Introduction
This methodological note outlines defines several LinkedIn metrics developed to understand and monitor AI workforce trends. This body of work represents the world seen through LinkedIn data, drawn from the anonymised and aggregated profile information of LinkedIn’s 1.3+ billion members around the world. As such, it is influenced by how members choose to use the platform, which can vary based on professional, social, and regional culture, as well as overall site availability and accessibility. All data show aggregated information for the corresponding period following strict data quality thresholds that prevent disclosing any information about specific individuals.
Country sample
Included countries represent a select sample of eligible countries with at least 40% labour force coverage by LinkedIn and at least 10 AI hires in any given month. India was included in this sample because of its increasing importance in the global economy, but its LinkedIn coverage does not reach 40% of the workforce. Insights for India may not provide as full a picture as other countries and should be interpreted accordingly.
AI skills
LinkedIn members self-report their skills on their LinkedIn profiles. Currently, more than 42 000 distinct, standardised skills are identified by LinkedIn.

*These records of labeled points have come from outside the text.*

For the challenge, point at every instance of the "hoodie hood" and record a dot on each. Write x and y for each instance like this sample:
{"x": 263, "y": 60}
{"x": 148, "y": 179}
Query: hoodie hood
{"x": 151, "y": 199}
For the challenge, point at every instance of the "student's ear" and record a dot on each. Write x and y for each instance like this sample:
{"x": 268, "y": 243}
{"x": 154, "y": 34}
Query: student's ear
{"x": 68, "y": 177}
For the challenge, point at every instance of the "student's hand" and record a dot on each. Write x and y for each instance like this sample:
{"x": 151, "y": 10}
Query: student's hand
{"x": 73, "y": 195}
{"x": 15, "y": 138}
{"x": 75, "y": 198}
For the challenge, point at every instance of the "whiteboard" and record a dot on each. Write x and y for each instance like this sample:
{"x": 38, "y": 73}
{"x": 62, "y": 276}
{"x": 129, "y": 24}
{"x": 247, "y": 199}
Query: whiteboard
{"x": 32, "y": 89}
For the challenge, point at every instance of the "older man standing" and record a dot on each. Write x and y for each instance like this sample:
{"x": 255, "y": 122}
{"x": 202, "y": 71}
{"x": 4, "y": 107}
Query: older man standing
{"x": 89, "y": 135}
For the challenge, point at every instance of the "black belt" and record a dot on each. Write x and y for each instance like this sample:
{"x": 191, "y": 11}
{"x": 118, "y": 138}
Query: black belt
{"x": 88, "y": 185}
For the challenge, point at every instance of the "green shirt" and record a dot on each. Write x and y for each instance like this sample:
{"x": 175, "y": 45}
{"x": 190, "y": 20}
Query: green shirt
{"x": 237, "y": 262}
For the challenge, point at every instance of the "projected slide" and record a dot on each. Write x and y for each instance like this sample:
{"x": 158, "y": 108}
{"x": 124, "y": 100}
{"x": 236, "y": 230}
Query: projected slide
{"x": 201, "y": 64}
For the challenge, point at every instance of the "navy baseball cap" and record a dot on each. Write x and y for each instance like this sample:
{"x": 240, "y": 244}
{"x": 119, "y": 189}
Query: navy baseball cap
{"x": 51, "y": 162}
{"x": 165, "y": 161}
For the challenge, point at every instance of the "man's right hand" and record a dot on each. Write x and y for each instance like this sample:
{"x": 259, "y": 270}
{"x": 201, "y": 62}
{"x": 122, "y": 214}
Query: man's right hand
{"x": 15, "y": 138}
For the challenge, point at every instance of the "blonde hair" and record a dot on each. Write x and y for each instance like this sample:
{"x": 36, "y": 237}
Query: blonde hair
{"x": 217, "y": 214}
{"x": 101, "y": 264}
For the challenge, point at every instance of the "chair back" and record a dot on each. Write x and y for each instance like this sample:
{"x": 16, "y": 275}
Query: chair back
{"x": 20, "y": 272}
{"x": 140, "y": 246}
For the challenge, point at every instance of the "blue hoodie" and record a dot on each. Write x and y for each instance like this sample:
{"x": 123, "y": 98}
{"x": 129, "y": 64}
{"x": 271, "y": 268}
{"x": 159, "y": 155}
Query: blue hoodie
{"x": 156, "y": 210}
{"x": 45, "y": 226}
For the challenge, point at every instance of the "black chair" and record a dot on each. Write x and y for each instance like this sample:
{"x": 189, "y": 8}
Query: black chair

LinkedIn categorises AI skills into 2 mutually exclusive groups: “AI Engineering” and “AI Literacy” skills, where, broadly, AI Engineering skills refer to the technical expertise and practical competencies required to design, develop, deploy, and maintain artificial intelligence systems, and AI Literacy skills refer to the knowledge, abilities, and critical thinking competencies needed to understand, evaluate, and effectively interact with AI technologies. As skills are ever evolving LinkedIn maintains and refreshes these classifications on a periodic basis.
Skill groupings are derived by expert taxonomists through a similarity-index methodology that measures skill composition at the industry level. Industries are classified according to the ISIC 4 industry classification (Zhu et al., 2018).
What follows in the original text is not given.